The GMMA indicator is built around the interaction of two groups of moving averages, helping you understand the behavior of two key market players: traders and investors. By utilizing this indicator, you can gain clarity on market relationships displayed on your charts, allowing you to select the most suitable trading strategies and tools.

The activity of traders is tracked through a set of short-term moving averages, typically set at periods of 3, 5, 8, 10, 12, and 15. These averages provide insight into when traders are starting new trends, often pushing prices upward as they anticipate a shift from a downtrend to an uptrend.

On the flip side, long-term investors tend to take a bit more time to recognize trend changes.

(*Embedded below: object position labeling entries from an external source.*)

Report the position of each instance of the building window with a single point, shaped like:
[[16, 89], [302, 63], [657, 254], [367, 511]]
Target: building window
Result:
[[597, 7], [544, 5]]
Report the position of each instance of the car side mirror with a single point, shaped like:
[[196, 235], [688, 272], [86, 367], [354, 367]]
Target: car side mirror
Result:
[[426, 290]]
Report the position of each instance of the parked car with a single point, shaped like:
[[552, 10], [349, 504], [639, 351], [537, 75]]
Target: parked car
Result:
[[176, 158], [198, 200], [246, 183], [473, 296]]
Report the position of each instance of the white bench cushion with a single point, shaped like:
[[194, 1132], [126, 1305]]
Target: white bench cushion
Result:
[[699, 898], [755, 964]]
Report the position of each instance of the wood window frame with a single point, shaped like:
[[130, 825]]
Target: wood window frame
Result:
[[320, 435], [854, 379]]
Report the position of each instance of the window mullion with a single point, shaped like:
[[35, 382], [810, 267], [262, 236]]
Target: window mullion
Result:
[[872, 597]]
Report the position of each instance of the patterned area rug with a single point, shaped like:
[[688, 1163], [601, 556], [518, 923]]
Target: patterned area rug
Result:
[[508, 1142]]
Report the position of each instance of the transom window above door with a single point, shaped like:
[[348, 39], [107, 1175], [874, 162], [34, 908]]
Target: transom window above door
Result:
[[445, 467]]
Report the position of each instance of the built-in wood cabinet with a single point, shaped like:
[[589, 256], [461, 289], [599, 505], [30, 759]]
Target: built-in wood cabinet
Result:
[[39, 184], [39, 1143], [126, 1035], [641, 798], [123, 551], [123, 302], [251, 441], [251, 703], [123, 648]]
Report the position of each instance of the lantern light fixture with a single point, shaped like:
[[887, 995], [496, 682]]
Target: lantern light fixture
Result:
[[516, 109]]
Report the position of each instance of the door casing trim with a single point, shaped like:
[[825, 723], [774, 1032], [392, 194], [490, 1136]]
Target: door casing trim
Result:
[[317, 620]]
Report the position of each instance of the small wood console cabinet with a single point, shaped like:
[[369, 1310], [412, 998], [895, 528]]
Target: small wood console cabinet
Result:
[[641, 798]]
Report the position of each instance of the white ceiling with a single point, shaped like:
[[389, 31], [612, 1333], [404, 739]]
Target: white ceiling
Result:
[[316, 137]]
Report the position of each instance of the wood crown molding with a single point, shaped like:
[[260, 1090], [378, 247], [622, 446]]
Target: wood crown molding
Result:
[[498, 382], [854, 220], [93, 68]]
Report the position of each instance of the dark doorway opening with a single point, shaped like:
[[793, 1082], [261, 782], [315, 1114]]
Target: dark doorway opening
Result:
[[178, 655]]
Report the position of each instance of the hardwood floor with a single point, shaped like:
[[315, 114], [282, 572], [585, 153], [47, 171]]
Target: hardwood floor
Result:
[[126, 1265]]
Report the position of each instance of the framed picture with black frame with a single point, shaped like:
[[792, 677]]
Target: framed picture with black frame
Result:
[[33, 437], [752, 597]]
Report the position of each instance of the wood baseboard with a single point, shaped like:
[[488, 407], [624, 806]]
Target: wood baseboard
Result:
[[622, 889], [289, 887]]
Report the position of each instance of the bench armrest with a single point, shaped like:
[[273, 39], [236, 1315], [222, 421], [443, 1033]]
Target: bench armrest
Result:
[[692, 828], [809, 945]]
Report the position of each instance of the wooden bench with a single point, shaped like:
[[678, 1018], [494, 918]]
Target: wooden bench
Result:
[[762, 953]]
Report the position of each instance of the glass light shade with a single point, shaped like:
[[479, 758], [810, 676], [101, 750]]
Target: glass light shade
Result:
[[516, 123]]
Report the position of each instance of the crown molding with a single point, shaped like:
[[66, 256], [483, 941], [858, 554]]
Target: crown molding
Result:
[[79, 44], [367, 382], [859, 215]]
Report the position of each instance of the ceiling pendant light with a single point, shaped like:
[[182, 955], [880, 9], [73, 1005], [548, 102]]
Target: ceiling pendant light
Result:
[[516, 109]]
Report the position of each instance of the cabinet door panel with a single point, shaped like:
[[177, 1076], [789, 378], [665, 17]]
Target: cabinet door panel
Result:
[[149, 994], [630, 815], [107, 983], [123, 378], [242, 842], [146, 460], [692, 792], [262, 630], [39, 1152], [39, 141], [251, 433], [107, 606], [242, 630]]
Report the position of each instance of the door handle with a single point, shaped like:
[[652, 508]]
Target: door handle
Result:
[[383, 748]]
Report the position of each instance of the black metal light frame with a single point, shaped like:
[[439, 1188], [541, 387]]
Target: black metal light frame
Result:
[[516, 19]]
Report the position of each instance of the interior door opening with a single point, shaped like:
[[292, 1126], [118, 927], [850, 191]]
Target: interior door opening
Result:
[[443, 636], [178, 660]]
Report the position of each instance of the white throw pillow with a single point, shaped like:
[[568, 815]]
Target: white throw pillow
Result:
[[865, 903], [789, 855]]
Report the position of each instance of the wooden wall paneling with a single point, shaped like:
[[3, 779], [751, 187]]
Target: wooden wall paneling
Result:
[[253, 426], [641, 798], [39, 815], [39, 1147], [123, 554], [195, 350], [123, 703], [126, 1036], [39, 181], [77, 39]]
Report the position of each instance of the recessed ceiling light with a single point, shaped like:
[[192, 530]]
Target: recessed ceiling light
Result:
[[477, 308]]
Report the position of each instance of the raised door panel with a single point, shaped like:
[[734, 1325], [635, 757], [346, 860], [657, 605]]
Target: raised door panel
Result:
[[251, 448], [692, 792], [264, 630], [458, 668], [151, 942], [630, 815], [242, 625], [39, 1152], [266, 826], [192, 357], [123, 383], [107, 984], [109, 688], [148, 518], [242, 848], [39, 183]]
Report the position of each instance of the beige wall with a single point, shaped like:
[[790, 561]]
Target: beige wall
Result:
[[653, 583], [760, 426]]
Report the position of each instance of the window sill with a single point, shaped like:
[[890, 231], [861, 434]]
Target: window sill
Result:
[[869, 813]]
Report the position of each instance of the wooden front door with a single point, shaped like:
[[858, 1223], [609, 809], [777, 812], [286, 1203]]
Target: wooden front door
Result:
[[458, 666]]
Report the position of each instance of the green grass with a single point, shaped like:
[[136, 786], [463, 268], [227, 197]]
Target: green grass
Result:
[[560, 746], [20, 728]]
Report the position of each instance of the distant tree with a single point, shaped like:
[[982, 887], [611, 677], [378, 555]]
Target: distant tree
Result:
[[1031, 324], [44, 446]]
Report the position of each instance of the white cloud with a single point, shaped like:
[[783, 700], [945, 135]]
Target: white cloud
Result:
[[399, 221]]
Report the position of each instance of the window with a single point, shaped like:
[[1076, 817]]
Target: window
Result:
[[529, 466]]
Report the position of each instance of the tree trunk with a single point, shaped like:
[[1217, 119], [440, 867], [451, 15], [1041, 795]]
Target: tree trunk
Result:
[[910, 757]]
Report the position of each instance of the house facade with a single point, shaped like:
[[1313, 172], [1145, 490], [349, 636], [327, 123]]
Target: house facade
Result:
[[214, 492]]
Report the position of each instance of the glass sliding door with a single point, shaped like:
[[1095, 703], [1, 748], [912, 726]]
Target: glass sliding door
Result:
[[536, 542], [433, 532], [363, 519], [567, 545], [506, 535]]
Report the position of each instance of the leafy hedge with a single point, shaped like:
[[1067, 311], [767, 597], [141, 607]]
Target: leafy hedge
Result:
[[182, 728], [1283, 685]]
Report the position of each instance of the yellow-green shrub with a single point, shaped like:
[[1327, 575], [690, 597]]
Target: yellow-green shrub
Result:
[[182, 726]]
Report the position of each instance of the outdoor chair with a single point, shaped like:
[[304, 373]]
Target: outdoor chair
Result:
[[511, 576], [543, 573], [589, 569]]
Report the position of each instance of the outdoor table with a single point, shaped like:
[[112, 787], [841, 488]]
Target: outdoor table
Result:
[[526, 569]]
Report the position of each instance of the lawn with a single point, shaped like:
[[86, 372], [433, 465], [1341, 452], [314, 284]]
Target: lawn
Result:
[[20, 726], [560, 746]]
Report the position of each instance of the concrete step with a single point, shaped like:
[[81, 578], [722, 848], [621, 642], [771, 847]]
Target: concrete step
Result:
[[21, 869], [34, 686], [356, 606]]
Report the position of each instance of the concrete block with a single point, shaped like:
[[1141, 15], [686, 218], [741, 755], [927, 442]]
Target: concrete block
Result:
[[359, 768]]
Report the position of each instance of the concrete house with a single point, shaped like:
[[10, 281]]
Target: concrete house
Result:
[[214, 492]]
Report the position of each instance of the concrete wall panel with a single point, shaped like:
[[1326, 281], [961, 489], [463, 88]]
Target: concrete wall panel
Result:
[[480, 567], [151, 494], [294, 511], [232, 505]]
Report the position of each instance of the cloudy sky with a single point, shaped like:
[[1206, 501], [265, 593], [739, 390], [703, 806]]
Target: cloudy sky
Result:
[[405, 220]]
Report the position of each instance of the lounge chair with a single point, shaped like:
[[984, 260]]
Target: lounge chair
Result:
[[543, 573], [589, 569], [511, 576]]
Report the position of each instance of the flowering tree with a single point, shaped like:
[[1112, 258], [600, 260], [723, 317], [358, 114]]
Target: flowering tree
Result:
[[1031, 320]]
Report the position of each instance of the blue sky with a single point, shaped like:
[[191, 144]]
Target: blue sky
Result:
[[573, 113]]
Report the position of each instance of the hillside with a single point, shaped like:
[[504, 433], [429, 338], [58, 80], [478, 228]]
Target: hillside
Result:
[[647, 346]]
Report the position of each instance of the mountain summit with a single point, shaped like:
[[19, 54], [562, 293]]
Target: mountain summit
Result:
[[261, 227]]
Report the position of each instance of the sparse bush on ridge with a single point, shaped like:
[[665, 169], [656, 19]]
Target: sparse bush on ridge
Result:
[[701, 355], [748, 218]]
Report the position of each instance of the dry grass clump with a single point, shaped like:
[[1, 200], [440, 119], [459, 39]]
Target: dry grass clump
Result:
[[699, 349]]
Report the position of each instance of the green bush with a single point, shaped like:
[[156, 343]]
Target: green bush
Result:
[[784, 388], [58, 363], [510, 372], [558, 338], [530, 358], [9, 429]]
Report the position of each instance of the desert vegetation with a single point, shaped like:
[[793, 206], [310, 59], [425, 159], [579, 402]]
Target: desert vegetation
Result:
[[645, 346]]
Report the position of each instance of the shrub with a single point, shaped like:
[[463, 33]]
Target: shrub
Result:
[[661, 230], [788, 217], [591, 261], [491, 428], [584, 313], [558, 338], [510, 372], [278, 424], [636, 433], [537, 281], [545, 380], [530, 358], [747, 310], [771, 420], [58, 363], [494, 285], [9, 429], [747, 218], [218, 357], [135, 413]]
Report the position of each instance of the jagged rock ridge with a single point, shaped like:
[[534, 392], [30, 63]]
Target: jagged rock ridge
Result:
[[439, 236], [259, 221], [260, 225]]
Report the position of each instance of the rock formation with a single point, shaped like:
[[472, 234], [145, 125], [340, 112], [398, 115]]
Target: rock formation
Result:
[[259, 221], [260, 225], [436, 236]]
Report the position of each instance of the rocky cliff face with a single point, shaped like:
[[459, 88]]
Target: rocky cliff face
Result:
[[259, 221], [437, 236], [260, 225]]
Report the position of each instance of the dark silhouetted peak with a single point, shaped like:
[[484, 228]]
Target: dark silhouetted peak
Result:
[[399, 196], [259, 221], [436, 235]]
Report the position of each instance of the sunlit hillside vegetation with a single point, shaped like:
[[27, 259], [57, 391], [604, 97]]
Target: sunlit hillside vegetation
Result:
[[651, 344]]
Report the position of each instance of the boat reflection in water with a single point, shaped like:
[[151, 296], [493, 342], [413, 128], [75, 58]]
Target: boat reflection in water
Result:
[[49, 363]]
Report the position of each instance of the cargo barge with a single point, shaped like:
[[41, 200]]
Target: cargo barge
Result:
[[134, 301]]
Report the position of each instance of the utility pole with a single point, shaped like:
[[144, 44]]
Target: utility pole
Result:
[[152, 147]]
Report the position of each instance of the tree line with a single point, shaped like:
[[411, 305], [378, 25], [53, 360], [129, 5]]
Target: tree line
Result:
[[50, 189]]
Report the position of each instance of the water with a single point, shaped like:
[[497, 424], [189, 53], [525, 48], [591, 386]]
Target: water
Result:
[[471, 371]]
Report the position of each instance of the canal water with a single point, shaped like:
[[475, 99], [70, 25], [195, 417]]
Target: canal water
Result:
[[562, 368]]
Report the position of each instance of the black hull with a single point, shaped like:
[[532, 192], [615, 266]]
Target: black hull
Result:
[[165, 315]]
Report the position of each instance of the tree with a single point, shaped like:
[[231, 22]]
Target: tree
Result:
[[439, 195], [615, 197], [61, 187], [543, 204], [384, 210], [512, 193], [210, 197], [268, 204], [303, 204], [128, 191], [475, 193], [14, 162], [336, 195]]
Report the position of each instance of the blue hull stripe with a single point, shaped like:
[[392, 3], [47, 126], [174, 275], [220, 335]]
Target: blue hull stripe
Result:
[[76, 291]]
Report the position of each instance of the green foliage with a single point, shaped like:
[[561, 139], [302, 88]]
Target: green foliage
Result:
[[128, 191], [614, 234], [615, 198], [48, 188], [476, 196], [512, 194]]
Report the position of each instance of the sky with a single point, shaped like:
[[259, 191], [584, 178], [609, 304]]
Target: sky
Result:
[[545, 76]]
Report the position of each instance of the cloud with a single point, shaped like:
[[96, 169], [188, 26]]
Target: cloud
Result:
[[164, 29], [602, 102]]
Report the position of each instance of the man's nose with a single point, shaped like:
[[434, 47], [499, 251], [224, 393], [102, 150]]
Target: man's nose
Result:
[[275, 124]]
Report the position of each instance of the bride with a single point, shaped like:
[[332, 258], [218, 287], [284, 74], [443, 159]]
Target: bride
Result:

Their presence is monitored through a set of long-term moving averages, which include periods of 30, 35, 40, 45, 50, and 60. A strong trend is usually supported by these investors entering the market.

The GMMA indicator shines in six key trading scenarios:

  • Standard trend breakouts
  • Joining the trend
  • Exploiting price weaknesses
  • Rallies and trend breakouts
  • Selecting optimal exit points
  • Trading bubbles

When it comes to smoothing algorithms, you have ten options to choose from:

  1. SMA - Simple Moving Average
  2. EMA - Exponential Moving Average
  3. SMMA - Smoothed Moving Average
  4. LWMA - Linear Weighted Moving Average
  5. JJMA - JMA Adaptive Average
  6. JurX - Ultralinear Smoothing
  7. ParMA - Parabolic Smoothing
  8. T3 - Tillson's Multiple Exponential Smoothing
  9. VIDYA - Smoothing using Tushar Chande's algorithm
  10. AMA - Smoothing using Perry Kaufman's algorithm

It's important to understand that the Phase1 and Phase2 parameters vary significantly across different smoothing algorithms. For instance, in JMA, the Phase variable ranges from -100 to +100, while in T3, it's a smoothing ratio multiplied by 100 for better visualization. For VIDYA, it's based on a CMO oscillator period, and for AMA, it's a slow EMA period. In other algorithms, these parameters generally don't affect smoothing, with a fixed fast EMA period for AMA set to 2 by default.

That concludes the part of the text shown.